Key Points
1. Large Language Models (LLMs) are essentially n-gram models on steroids, trained on web-scale language corpora, and possess linguistic behaviors that were unexpected for text completion systems.
2. LLMs are considered as giant non-veridical memories akin to an external System 1 and are good at approximate retrieval, meaning they probabilistically reconstruct completions for prompt words.
3. Research evaluated GPT3, GPT3.5, and GPT4 on planning instances and found contrary results to anecdotal claims about the planning abilities of LLMs, with GPT4 reaching 30% empirical accuracy in the Blocks World.
4. Fine tuning LLMs on planning problems did not show significant improvement, and it essentially converts planning tasks into memory-based approximate retrieval.
5. LLMs are capable of generating potential answers for planning problems, but they need to be checked by external verifiers, and their ability to critique their own guesses is questionable.
6. Claims about the planning capabilities of LLMs often confuse general planning knowledge extracted from LLMs for executable plans, and the generated plans may not account for subgoal interactions, leading to errors.
7. LLMs serve as a rich source of approximate models of world/domain dynamics and user preferences, which can be leveraged in LLM-Modulo frameworks with model-based solvers and human verification.

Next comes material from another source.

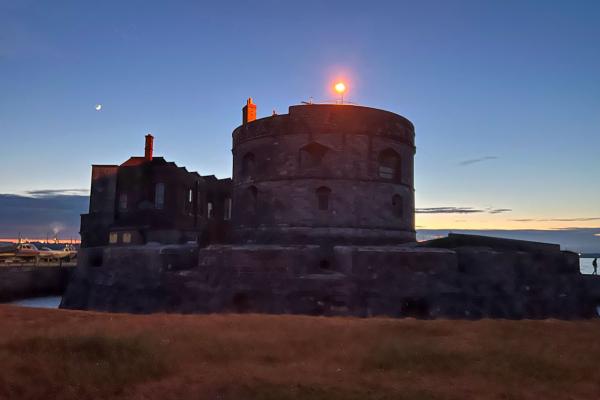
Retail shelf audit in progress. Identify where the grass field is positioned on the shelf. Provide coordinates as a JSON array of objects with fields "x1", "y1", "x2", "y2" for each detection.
[{"x1": 0, "y1": 305, "x2": 600, "y2": 400}]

8. It is argued that LLMs do not possess reasoning/planning capabilities as normally understood, but instead excel in idea generation, which can be effectively leveraged to support reasoning/planning in LLM-Modulo frameworks.
9. LLMs have amazing approximate retrieval abilities that can be gainfully leveraged, and there is no compelling reason to believe that they possess reasoning/planning capabilities as normally understood.
Summary
Capabilities of Large Language Models (LLMs)
The research paper investigates the capabilities of Large Language Models (LLMs) in planning and reasoning tasks. LLMs are described as n-gram models on steroids that have been trained on web-scale language corpora, essentially acting as giant non-veridical memories. The paper questions whether LLMs are capable of principled reasoning, highlighting that they excel in approximate retrieval rather than guaranteeing memorizing complete answers.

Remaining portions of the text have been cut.